JEROME P. REITER

Mrs. Alexander Hehmeyer Associate Professor of Statistical Science
Department of Statistical Science

Duke University

Summary of dissertation

 
Title:          Estimation in the Presence of Constraints that Prohibit Explicit Data Pooling
 
Advisor:    Donald B. Rubin,   Dept. of Statistics, Harvard University
 
Summary:
 
When using regression models where units can be classified into distinct groups, similar parameters in each group can be estimated by combining data across groups, as in hierarchical Bayesian models.
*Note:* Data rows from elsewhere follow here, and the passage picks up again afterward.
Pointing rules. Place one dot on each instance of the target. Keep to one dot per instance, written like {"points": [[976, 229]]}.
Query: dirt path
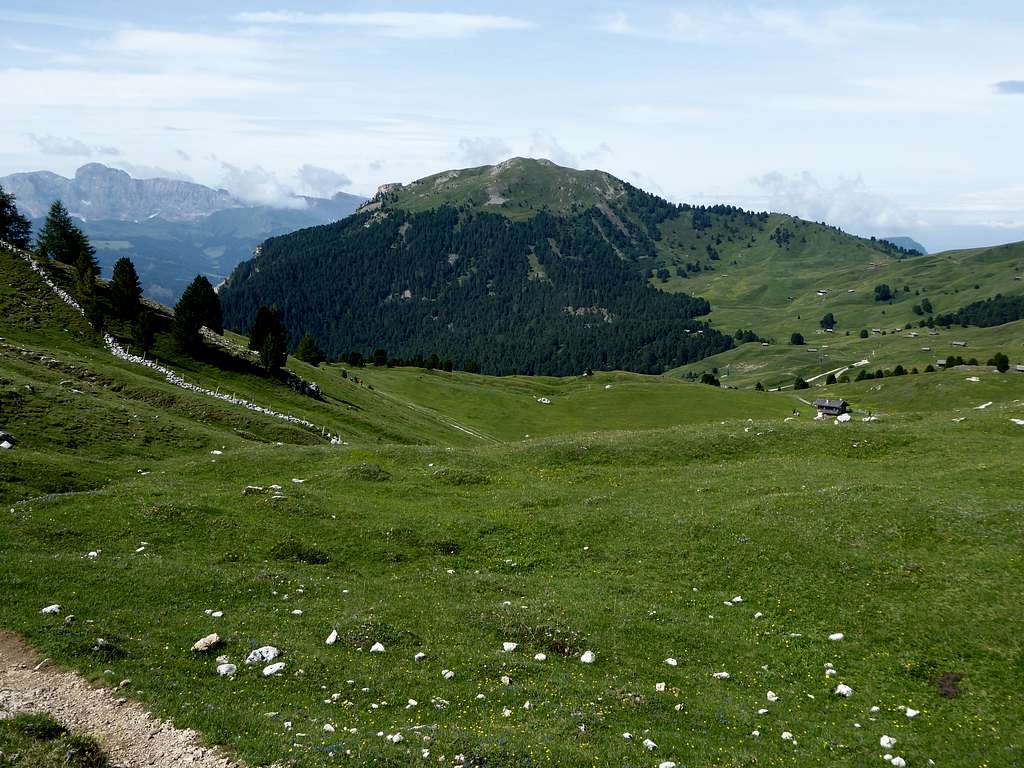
{"points": [[131, 737]]}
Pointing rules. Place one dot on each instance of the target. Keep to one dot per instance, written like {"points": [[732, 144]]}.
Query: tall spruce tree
{"points": [[268, 339], [198, 306], [126, 291], [59, 240], [14, 227]]}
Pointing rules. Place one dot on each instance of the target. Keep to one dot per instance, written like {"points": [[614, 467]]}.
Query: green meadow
{"points": [[625, 518]]}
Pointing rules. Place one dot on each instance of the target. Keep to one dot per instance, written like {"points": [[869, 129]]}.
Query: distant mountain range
{"points": [[171, 229]]}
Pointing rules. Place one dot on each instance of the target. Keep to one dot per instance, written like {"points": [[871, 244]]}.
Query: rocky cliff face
{"points": [[101, 193]]}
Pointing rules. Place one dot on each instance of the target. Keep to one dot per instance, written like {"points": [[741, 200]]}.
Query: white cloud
{"points": [[66, 145], [395, 24], [704, 25], [482, 151], [849, 204], [321, 182]]}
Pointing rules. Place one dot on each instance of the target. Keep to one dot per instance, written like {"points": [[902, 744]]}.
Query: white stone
{"points": [[261, 654], [205, 643]]}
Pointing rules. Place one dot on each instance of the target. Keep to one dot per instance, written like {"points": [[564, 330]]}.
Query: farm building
{"points": [[830, 408]]}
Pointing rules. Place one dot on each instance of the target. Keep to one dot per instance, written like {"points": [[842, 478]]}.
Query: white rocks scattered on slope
{"points": [[262, 654], [206, 643]]}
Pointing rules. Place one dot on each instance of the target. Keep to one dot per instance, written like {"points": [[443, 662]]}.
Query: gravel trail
{"points": [[131, 737]]}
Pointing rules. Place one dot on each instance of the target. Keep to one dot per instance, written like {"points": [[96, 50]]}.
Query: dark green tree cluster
{"points": [[308, 350], [456, 284], [14, 227], [60, 240], [985, 313], [198, 307]]}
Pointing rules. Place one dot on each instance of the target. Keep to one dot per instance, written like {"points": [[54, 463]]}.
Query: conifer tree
{"points": [[14, 227], [125, 289]]}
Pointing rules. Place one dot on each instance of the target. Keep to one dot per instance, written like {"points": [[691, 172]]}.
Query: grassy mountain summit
{"points": [[519, 188]]}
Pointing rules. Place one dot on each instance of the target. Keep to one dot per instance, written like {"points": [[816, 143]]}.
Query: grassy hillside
{"points": [[627, 545], [645, 518]]}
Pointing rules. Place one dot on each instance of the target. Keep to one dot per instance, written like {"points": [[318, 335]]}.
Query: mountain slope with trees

Such explicit data pooling typically increases estimation accuracy relative to separate regressions in each group.  Sometimes, however, explicit data pooling is prohibited because of legal or political constraints.  For example, under the design of the 2000 U.S. census that includes the Integrated Coverage Measurement  Survey--which was the proposed design of the census until the Supreme Court ruled sampling for apportionment illegal--the Census Bureau avoids pooling data across states when estimating population counts because the law may not allow data from one state to affect population counts in another state. Similar constraints may apply when sampling is used to audit, assess, or compare the performances of several groups: a group may not want the data from other groups to affect its performance estimate, particularly when poor performance is penalized. 
 
In my dissertation, I develop techniques for such constrained estimation settings.  The general approach is to utilize information from multiple groups to specify the model in each group, but ultimately estimate the parameters in each group's model using only that group's data. This may satisfy the constraints because data pooling is used just for model specification and not for parameter estimation, and it may  increase estimation accuracy relative to regressing separately in each group because it takes advantage of across-group information.  The techniques can be conceptualized as existing on a continuum ordered by how directly each relies on data pooling to make estimates; those techniques that look more like explicit data pooling are typically more accurate yet less likely to be acceptable.  Using simulation studies, I show that some of these techniques have great potential to increase estimation accuracy.  I also present a procedure that predicts the payoff of each technique from observable characteristics of the data.
 
Portions of this research have appeared in:

Reiter, J.  (2000) ``Borrowing Strength When Explicit Data Pooling Is Prohibited.'' Journal of  Official Statistics, 16, pp. 295-319.

Reiter, J.  (2001) ``Borrowing Strength Without Explicit Data Pooling.'' In Monographs of Official Statistics: Bayesian Methods With Applications to Science, Policy, and Official Statistics. Edited by E. George and N. Photis. Eurostat, pp. 439-448.